From this perspective, the understanding of a text is the ability to speak about what’s been read. The framework, however, is not “the writer is a genius/public enemy; “he’s expressing the will of the people/a narrowly subjective point of view,” but rather “this works for me/this doesn’t,” “this moves me/doesn’t move me,” “this is deeply affecting/I could care less.” It may seem like a simplification, but it requires honesty and commitment.
The next step is the ability to explain why the text affects you so deeply. Not what the author wanted to say (the author is not always sure of that himself, and sometimes his desire to say something contradicts the result), but what I, a specific reader, was able to take from the text.

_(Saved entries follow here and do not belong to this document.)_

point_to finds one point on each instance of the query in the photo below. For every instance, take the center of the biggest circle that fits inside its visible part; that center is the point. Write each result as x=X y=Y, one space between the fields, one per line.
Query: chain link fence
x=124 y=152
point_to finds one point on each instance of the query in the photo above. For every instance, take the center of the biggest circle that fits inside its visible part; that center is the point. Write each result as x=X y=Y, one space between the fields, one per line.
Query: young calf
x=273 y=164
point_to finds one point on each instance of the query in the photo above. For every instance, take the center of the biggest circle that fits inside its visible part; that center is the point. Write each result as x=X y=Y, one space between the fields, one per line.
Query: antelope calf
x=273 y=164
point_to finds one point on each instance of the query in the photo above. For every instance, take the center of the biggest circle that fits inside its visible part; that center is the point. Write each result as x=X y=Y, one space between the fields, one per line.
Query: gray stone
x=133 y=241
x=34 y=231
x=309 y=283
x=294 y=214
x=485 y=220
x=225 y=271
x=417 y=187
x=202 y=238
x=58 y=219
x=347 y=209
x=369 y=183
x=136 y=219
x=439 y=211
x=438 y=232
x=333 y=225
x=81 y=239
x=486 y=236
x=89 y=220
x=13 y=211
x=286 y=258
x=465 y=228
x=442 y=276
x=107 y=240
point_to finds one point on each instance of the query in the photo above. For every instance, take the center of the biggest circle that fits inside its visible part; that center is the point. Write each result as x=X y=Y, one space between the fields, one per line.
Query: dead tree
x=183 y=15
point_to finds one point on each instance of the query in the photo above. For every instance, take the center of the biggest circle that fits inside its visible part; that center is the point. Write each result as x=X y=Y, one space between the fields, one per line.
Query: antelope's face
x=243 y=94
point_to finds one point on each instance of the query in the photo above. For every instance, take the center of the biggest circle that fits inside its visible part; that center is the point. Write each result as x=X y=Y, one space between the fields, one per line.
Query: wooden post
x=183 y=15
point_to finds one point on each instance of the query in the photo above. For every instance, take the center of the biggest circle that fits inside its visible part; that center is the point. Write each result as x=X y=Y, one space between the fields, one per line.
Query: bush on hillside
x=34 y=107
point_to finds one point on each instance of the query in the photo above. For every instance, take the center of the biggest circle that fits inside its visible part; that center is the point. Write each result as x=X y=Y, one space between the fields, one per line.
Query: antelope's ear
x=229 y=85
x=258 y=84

If I get a “lesson” or see a “moral” in the story, that’s my personal business. I may be able share that in an interesting way. My interpretation will reveal just as much about me as about the book and its author.
With this approach, a conversation about books—including one with kids—truly becomes a conversation about the personal. This dialogue is linked to respect for the reader’s freedom of perception, as well as the reader’s responsibility.
This is what I believe constitutes understanding. Such understanding needs to be instilled from the moment we first start reading to a child. Of course we’ll need to speak about what we read. The question is how.
It could go like this:
I was sad when Mouse and Mole found the Swallow. They didn’t feel bad for her at all. If I had found the Swallow, I wouldn’t speak of her that way. Referring to H.C. Andersen's fairy tale Thumbelina.
Pinocchio really disappointed me. He lied again and his nose grew. Do you know any boys that lie? How are their noses? What if their noses could grow like a tree branch!
Such “I” statements, where we speak directly about what we feel, our emotions, enable a child to agree or disagree—that is, to find her own position. Whether the response is brief or more extensive depends on several factors. It’s likely that right after reading, a child won’t want to speak at any length about her impressions, because they should be put into words. That, paradoxically, gets in the way of feelings.
A child should let those impressions sit and ferment, carry them inside for a bit. It’s better to talk about reading after some time or the next day: “Hey, remember we read about Pettson and Findus? Remember how scary (funny, sad) it was? Do you remember who helped Findus when he got lost? What if we have some creatures at home, and we haven’t even noticed?”
A dialogue based on the motifs of what the child read or heard matters as a “socialization” of her lived experience. While reading certainly provides the sense of shared experience with the adult, putting that experience into words later is invaluable in developing a child’s thinking.
It would be wrong, however, to call this a “method:” read the text, wait just the “right” time after reading,” respond with “I” statements... When children and adults communicate with one another, when dialogue is not just a value, but a mutual joy, this happens naturally, all on its own.